Apo berpikir sejenak sebelum menjawab. "Umn, meski entah darimana, kupikir kau sudah tahu sendiri detailnya."

"Aku hanya ingin memastikan."

Mile menyembunyikan kepalan tangannya waktu itu. "Jika tak bertanya, menurutmu kapan kita akan bicara?" batinnya kesal.

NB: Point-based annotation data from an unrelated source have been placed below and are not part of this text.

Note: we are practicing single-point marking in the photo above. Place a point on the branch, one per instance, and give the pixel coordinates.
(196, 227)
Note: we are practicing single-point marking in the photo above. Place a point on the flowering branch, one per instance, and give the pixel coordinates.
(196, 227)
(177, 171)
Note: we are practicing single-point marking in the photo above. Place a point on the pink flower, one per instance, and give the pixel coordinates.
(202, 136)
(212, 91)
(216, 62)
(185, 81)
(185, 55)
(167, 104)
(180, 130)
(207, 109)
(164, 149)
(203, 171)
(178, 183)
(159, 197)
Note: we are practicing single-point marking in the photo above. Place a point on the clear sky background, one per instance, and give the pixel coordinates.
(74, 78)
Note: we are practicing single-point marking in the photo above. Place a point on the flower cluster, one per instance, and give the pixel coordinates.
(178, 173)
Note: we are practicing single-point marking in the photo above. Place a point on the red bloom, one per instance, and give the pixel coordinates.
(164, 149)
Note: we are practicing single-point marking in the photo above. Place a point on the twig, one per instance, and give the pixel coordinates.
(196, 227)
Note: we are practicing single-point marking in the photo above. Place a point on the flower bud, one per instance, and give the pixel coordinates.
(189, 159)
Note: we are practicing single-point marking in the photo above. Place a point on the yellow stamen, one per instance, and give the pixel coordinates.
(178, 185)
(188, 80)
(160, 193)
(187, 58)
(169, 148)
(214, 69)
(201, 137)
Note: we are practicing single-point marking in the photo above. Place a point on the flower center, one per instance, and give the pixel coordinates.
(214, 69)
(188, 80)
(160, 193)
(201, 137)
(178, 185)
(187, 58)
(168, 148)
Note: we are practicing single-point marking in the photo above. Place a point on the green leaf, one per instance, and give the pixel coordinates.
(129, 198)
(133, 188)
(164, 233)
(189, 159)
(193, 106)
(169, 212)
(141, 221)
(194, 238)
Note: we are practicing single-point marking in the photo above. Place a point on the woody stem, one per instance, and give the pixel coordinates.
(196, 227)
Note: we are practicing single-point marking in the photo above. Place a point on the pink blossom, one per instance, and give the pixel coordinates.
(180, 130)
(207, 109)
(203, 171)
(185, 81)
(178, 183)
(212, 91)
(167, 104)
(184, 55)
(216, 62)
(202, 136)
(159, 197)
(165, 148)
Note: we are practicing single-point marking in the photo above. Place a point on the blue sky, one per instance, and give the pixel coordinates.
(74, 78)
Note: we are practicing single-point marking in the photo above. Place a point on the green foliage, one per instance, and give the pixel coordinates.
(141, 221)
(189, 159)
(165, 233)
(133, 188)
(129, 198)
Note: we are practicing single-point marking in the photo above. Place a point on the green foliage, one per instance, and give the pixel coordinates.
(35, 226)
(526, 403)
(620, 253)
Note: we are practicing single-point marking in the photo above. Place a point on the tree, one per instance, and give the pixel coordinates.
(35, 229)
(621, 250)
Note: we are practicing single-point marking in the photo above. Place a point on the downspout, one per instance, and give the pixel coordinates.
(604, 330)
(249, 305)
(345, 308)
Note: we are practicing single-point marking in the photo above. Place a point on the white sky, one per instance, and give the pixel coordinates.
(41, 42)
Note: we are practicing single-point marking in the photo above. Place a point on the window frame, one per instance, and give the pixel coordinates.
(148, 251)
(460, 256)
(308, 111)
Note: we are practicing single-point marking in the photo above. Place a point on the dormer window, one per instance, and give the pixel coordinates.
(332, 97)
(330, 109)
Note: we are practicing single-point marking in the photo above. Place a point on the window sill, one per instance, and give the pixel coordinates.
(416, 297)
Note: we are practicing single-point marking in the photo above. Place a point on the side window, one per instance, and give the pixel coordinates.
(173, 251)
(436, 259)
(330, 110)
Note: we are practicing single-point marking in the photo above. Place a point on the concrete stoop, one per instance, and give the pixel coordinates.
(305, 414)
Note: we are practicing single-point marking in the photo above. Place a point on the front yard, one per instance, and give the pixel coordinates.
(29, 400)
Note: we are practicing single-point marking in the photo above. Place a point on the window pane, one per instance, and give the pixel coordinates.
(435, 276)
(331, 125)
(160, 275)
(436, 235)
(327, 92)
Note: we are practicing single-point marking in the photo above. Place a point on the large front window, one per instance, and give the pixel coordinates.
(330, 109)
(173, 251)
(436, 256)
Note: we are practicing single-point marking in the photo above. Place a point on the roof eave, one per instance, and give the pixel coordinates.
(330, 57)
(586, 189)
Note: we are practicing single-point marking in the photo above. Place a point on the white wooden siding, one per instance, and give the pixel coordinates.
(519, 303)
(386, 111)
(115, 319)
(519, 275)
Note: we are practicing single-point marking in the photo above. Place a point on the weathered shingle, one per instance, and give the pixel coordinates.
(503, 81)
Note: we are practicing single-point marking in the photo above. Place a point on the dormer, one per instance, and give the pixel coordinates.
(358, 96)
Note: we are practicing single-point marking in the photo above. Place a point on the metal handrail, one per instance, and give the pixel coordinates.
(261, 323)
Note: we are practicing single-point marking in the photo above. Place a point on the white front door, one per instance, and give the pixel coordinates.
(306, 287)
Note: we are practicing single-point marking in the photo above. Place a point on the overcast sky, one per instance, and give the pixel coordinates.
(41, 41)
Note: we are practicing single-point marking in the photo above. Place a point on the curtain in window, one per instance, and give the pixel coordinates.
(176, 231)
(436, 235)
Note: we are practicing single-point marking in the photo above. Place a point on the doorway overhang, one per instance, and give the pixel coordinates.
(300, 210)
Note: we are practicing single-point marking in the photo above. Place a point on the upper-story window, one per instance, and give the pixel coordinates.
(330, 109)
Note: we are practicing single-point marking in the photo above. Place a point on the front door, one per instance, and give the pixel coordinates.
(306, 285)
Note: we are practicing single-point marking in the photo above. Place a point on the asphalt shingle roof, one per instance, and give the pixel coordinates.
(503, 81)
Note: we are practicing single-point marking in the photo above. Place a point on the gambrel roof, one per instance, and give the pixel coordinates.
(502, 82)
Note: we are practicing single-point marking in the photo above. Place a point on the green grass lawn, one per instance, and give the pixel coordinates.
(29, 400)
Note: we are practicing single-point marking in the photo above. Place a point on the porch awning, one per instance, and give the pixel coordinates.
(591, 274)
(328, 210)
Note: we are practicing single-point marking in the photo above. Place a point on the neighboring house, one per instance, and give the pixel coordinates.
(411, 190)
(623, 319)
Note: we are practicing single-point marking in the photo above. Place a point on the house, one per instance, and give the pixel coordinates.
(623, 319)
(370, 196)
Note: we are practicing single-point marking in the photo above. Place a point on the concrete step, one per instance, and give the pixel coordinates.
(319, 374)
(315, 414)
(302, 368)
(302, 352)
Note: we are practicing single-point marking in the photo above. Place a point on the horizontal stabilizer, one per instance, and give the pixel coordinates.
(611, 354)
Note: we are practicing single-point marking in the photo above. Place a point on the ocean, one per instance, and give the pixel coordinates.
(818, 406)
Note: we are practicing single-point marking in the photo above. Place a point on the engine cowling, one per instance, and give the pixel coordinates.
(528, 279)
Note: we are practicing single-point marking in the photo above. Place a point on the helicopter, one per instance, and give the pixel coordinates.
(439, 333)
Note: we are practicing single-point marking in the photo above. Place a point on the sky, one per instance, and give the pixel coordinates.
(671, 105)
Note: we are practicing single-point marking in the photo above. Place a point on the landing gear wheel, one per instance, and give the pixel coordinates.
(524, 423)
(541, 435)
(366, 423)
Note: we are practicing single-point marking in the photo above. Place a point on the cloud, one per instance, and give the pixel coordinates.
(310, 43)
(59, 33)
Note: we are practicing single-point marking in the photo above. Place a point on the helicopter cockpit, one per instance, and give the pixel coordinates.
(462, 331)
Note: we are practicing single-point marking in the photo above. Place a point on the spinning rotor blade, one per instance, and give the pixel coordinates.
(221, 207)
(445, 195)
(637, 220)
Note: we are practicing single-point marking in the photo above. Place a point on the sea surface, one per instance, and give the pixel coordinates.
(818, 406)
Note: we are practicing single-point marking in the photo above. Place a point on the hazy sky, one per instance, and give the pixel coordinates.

"Di Perusahaan Alegama, Prada, Pirelli, Fiera Milano, Banca Intensa-ke mana pun. Aku hanya ingin mendapatkan pekerjaan secepatnya," kata Apo. "Jika tak mendapat posisi bagus, tak masalah. Lagipula pengalamanku justru banting setir di dari manajemen sentral."

Mile malah terdiam lama. "...."

"Kenapa, Mile?" tanya Apo penasaran. Lelaki mancung itu baru berbalik karena merasa topik ini teramat penting.

"Kau tak harus berusaha sejauh itu," kata Mile lugas. "Aku bisa biayai semuanya. Kau mau apa bilang saja. Lagipula aku tak pernah gunakan hartaku untuk banyak hal."

Apo pun diam begitu lama. Dia hanya menatap Mile, tampak kecewa, tetapi kemudian tersenyum manis. "Aku tahu," katanya. "Dilihat dari mansion ini, kau pasti iblis dengan status sosial yang tinggi. Maksudku, lebih-lebih di kalangan manusia."

"...."

"Aku juga ingat kau mengaku punya beberapa rumah lain," kata Apo lagi. "Tapi, maaf. Apapun latar belakangmu, aku tak akan bergantung selama bisa."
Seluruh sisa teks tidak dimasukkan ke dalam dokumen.